(shit-suck-ee) - noun, a Japanese mulled wine

To those of us who have stumbled through parenthood and tripped over who we thought we were. Those of us who have inadvertantly collided with our wives, and tumbled, and landed on the arses of our daydreams in a large puddle of adulthood. Muttering wide-eyed to ourselves, "Shitsake. What just happened?"

This is a space dedicated to mid-life musings, mid-life spread and mid-life crisis. To coarse language, bad spelling, and poor judgement. To bad advice, biased observations, terrible exaggerations, with told with a slight dash of misogynistic humour.

Sunday, February 27, 2011

A swimming pool drowning

I have always had a stronger than sneaking suspicion that I was secretly lucky to be born to my own parents and not some of those that I had read about, or saw on television or those that belonged to some of my friends.
There were a lot of things other families had, that even at a young age I was aware that we never had, but nothing that made our lives uncomfortable or difficult to bear.
Take the swimming pool incident. I mean you couldn’t script incidents like this. Not even if you tried. Incidents like this make you wish that our lives did have a replay button.
I was 11 years old and in standard three when my parents bought our seventh house.
Including two rentals, this was the ninth house I had lived in, in my eleven sun filled years. This was quite a few houses by anybodies standards.
This new home was a small, neat Victorian house in Mowbray. Complete with bay windows, Victorian fireplaces and two tiny outside rooms off the back garden that had previously served as domestic quarters.
No sooner had we moved in than we started the big renovation.
Part of this particular renovation was the inclusion of a  swimming pool.
My parents thought that they had a brilliant innovation and had worked out that for a fraction of the cost and the time you could get a pool that looked and felt just like a cement and concrete pool if by sinking a porta-pool below the ground.

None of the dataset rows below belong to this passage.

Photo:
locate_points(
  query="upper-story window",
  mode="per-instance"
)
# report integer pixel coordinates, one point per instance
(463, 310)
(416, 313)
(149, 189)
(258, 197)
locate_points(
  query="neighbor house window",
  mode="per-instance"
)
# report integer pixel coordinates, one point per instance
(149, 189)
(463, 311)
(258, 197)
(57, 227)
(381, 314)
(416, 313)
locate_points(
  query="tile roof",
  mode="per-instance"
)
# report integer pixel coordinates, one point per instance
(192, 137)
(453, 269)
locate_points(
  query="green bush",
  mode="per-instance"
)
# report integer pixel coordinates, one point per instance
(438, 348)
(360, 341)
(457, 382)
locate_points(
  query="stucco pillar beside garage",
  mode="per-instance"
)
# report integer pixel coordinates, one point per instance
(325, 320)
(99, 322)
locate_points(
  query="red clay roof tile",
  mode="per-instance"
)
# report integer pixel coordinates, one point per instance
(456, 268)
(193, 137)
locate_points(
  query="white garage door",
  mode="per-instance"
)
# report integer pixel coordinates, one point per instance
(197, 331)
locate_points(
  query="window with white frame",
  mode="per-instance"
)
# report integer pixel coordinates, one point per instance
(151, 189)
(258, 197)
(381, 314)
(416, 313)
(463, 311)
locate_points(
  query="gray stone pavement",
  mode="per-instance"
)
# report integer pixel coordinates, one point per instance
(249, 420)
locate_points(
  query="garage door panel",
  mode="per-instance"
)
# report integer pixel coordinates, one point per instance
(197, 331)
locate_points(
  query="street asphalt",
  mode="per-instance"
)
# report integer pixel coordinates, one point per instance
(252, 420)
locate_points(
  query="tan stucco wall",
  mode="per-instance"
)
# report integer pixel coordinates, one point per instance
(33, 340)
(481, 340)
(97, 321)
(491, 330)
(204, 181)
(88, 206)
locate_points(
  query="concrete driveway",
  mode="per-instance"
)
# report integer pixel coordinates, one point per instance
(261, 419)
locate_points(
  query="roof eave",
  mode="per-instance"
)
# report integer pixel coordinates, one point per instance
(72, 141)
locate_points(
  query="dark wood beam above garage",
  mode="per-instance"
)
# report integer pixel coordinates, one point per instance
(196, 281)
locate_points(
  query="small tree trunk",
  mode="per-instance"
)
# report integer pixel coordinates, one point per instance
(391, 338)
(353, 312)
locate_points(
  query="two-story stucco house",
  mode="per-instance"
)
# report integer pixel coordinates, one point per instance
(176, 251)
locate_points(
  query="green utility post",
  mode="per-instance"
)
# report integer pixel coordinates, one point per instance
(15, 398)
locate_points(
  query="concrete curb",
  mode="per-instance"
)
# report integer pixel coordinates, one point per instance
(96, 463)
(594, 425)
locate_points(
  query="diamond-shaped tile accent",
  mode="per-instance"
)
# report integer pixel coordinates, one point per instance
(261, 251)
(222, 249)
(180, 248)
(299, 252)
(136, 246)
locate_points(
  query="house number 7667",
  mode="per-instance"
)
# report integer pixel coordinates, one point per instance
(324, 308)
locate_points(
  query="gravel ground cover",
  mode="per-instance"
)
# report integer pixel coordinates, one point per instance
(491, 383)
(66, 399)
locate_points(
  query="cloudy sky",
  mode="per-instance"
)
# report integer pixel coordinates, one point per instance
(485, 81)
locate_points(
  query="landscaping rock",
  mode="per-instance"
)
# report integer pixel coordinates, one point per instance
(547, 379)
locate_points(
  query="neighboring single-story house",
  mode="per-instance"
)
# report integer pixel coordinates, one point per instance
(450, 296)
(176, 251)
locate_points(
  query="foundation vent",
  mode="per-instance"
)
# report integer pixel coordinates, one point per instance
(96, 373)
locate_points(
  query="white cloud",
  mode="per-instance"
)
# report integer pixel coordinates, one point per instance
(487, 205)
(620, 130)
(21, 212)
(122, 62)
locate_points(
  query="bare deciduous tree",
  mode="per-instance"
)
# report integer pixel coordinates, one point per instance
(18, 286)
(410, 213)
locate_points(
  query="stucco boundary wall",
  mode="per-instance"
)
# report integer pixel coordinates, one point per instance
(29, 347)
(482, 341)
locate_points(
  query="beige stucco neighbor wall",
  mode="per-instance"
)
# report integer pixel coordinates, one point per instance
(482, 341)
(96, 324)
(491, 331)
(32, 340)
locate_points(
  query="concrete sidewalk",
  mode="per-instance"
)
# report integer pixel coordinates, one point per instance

With one exception, the membrane of the pool, although sturdy, was still only made of plastic sheeting. You were inevitably going to get occasional nicks and cuts which would result in leaks. My parents had considered this in advance and had worked out that you could simply repair any cuts with a special glue and  plastic that perfectly matched that pool membrane.
They were quite right and the cuts were never an issue. We had a couple of surface cuts that were repaired with ease before we discovered a cut on the bottom of the pool.
Other than the general shitty condition of the house when they bought it another of the reasons my parents had managed to get a good deal on the house was that the back garden was overlooked by a block of flats. It was rather invasive having a block of flats overlooking your garden but we discovered that for ninety percent of the time nobody was ever on their balconies, and for the ten percent of the time when they were it was hardly like they were leaning over looking down at us. We ignored them and they ignored us and we all discovered that the block of flats slowly evaporated into invisibility like a giant David Copperfield illusion.

The leak on the bottom of the swimming pool brought my parents, their pool repair system, and the block of flats behind our house together one sunny, summer Sunday morning in a way that we could never have guessed.
My father was in his bathing costume with a diving mask on his face and the repair kit lying on the side of the pool. I was tinkering around and generally getting in the way and offering unwanted advice. After a thorough search, which involved my father snorkelling around on the bottom of the pool, the leak was found and marked with a pebble. He cut and prepared the plastic patch and covered the one side with glue and left it to dry for the prerequisite five minutes. And that is when things started to go wrong.
My father was not weighted and as easy as it was to dive down to the leak, he couldn’t spend any time down there and was unable to exert the required pressure on the patch for the correct duration of time. He tried again and again, but each time he pushed down, his body simply rose up through the water. It clearly wasn’t working and he was clearly getting peeved. The voices and conversation was getting noisy and interesting.
Enter my mother with a broom. Between the two of them they decided that the best idea and most logical solution would be for her to pin him down with our kitchen broom pressed into the small of his back, allowing him the minute or so at the bottom to do what was needed.
I thought it was a superb idea.
And that is what the tenants in the block of flats saw when they looked over their balconies to investigate the source of the excited noise the on that sunny, summer morning.
A woman attempting to murder her husband by straining to pin his struggling body to the bottom of the pool with a sturdy kitchen broom in front the eyes of her young son. As his bubbles grew less and less frequent and his struggles weaker and less violent, more and more of them appeared at their balconies staring down in horror.
When my father eventually surfaced, glowing at having successfully completed the task, his eyes were drawn up to the block of flats beside us. My mother and I followed his gaze upwards. My permanent recollection is of several staring faces looking down at us over their balconies in wide eyed and wide mouthed silence.
At that stage my father would have raised a glass of dry white wine in their direction with a cheerful smile and headed inside to get lunch started.